The neocloud business model fits in one line: buy GPU servers with debt, lease colocation space, sell GPU-hours. Profit is the hourly rate minus depreciation, power and facility cost, and interest. What the one-liner hides is how the costs behave. Almost all of them are fixed. Depreciation runs whether the machines are earning or idle. Interest is contractual. Colocation is leased by the rack. The marginal cost of selling one more GPU-hour is close to zero, which means the entire profit-and-loss statement is levered to a single operating variable: utilization.

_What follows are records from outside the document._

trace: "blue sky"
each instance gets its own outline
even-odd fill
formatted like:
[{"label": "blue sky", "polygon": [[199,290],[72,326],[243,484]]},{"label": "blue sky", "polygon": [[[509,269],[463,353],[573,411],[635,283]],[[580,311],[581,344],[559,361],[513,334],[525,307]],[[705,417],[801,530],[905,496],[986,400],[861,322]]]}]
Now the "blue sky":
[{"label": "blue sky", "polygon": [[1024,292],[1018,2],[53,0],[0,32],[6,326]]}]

A reference case makes the shape visible. Take a leveraged 1,024-GPU H100-class cluster at typical 2026 rates and costs. At 55% utilization it burns about $333,000 a month. At 70% it breaks even. At 85% it generates about $336,000 a month. The distance between distress and health is thirty points of utilization on the same hardware, the same contracts, and the same balance sheet. No other input — rate, power price, staffing — moves the outcome anywhere near as fast within a quarter.

This is why the reported profitability of GPU clouds deserves a suspicious read. The largest operator discloses an adjusted EBITDA margin around 60%, and still reports a net loss of over a billion dollars once roughly $2.45 billion of depreciation and $1.2 billion of interest are counted. Neither number is wrong. They are answers to different questions. Adjusted EBITDA answers whether the operations cover their cash operating costs. Net income, and more precisely cash after debt service, answers whether the business survives its own capital structure. For a lender only the second question matters, because the loan is repaid from cash after debt service, not from adjusted anything.

Depreciation policy is where the two answers are quietly reconciled, and it is a solvency lever hiding in an accounting footnote. Public operators book GPU servers over four, five, or six years depending on the house view. On a $300,000 server, six-year straight-line is $50,000 a year; four-year is $75,000. Same machine, same market, 50% more annual cost. An operator on a six-year schedule can show equity and EBITDA that a four-year schedule would erase. The underwriting rule that follows is mechanical: restate every borrower's economics on a four-year schedule before believing them. If the equity disappears under restatement, the six-year book was hiding it.

The second rule follows from the utilization bridge itself. If breakeven sits near 70%, then debt service coverage must be tested at or below 70%, not at the borrower's forecast. A projection showing 90% utilization is a sales document. The credit question is what happens at 65% with the anchor customer renewing late. This is also why utilization telemetry belongs in the covenant package rather than in a quarterly PDF: per-GPU utilization, uptime by asset, and revenue-linked usage, verified continuously. Lenders who accept cluster averages self-reported at quarter-end are underwriting a spreadsheet.

Utilization interacts with price in one more way that matters for India. Selling more hours at any price is not the same as selling financeable hours. An operator can hold 85% utilization by dumping capacity into subsidised or spot tiers at the bottom of the price waterfall, and the utilization chart will look excellent while the margin per hour quietly falls below the level that services debt. The honest metric is utilization at contracted rates, with the contract quality inspected separately. High utilization on bad revenue is how a cluster looks busy all the way into default.

For Indian operators preparing to raise debt, the practical checklist is short. Know your true breakeven utilization on a four-year depreciation lens. Keep verifiable per-GPU telemetry from day one, because lenders will want months of history and it cannot be reconstructed. And when the model is stress-tested, let the stress case use the rate at the bottom of your realistic waterfall, not the rate on your public price card. The operators who clear those three tests are rarer than the market believes, which is precisely why they get financed.